Quanta está a desperdiçar na rega? O que quatro explorações portuguesas descobriram quando começaram a medir
Não é descuido. É que durante anos não havia forma de saber. A rega era feita com base na experiência, no olho clínico, em horas de funcionamento dos gotejadores ou, no caso mais extremo, abrindo buracos à enxada para ver se o solo estava húmido. Funcionava? Mais ou menos, mas isso começa a ser insuficiente quando a água é cada vez mais escassa, a energia cada vez mais cara e as margens cada vez mais apertadas.
Foi exatamente esta realidade que levou quatro explorações portuguesas, de diferentes realidades, de kiwi em Braga, de fruta de caroço no Fundão, de mirtilos em Marco de Canaveses e de maçã em Óbidos, a repensar a forma como gerem a rega.

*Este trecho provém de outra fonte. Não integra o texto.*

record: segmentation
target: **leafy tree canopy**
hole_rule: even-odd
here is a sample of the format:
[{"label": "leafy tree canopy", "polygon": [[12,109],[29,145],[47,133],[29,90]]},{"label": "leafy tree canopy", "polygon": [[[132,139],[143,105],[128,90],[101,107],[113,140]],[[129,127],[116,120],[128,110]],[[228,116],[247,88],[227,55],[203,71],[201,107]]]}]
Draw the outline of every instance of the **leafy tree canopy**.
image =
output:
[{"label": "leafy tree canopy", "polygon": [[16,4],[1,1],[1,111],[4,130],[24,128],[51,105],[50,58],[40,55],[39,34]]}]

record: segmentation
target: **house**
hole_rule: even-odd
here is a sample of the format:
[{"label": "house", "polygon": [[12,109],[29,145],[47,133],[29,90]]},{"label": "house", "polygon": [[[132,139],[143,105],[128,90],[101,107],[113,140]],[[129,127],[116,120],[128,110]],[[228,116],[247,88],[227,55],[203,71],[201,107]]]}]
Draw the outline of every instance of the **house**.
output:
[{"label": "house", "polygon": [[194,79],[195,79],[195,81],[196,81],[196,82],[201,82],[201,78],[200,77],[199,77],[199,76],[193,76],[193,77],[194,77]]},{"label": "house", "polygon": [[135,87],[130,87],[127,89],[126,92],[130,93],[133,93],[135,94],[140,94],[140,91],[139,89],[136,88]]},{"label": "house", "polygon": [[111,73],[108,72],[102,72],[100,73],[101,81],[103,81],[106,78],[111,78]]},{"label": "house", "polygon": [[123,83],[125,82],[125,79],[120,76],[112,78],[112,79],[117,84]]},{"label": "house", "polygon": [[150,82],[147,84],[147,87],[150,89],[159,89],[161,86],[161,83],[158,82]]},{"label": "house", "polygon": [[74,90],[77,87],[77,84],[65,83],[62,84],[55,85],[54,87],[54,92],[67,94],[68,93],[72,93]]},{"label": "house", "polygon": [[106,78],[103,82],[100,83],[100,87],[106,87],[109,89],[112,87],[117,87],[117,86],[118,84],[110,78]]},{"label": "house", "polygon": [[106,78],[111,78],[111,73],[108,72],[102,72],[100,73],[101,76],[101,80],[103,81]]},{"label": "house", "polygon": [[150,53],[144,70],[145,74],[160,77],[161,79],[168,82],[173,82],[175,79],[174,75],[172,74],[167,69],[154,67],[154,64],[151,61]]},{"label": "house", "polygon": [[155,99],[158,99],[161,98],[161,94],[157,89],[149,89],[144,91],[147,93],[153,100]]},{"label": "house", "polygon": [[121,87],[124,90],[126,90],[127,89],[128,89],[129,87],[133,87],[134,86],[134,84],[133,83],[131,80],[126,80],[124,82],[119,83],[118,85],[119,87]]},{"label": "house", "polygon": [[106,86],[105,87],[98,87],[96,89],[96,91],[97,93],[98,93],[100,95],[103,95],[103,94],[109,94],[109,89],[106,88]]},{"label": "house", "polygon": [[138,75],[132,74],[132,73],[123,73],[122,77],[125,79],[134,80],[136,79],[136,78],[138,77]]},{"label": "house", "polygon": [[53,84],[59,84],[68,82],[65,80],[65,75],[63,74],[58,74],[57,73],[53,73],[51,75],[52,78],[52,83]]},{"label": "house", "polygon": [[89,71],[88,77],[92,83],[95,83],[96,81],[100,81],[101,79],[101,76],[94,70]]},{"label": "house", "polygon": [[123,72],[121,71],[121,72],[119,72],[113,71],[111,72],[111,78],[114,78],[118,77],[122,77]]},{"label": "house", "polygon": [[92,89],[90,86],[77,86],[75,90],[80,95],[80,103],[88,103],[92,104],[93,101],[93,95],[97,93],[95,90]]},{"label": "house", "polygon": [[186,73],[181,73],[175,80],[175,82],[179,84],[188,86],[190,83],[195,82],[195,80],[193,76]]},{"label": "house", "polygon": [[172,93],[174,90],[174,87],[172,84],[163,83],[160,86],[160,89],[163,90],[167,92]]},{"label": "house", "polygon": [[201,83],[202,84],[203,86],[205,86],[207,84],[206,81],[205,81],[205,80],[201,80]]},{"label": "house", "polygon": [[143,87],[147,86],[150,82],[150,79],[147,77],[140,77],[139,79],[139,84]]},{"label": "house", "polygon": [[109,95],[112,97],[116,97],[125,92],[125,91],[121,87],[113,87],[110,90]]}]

E os resultados falam por si.
O Tiago, da Bee Prado, descreve bem a situação: "Para perceber o estado do solo, andávamos literalmente de enxada a abrir buracos. Não era nada prático." Era o método disponível mas era lento, desgastante, e com uma margem de erro considerável porque o solo à superfície pode estar seco enquanto as raízes, a 30 ou 40 cm de profundidade, ainda terem humidade suficiente.
A mesma dificuldade vivia o Filipe Costa, da Cerejorange. As decisões de rega eram tomadas com base na experiência acumulada, sem dados que confirmassem o que estava realmente a acontecer no solo. O risco? Regar de mais ou de menos, sem possibilidade de o saber até ver as consequências na planta e aí já é tarde.
No Pomar do Vale, a Cátia Dias resume o problema de outra forma: "Antes da informatização, os dados eram teóricos. Não tínhamos forma de saber quanto estávamos efetivamente a gastar." Tornava a gestão num exercício de estimativa, não de controlo.
O que muda na prática? Em vez de calcular horas de rega por estimativa, o produtor percebe as necessidades reais da cultura. Em vez de ir ao campo para ajustar os programas de rega, o produtor consegue fazê-lo pelo telemóvel.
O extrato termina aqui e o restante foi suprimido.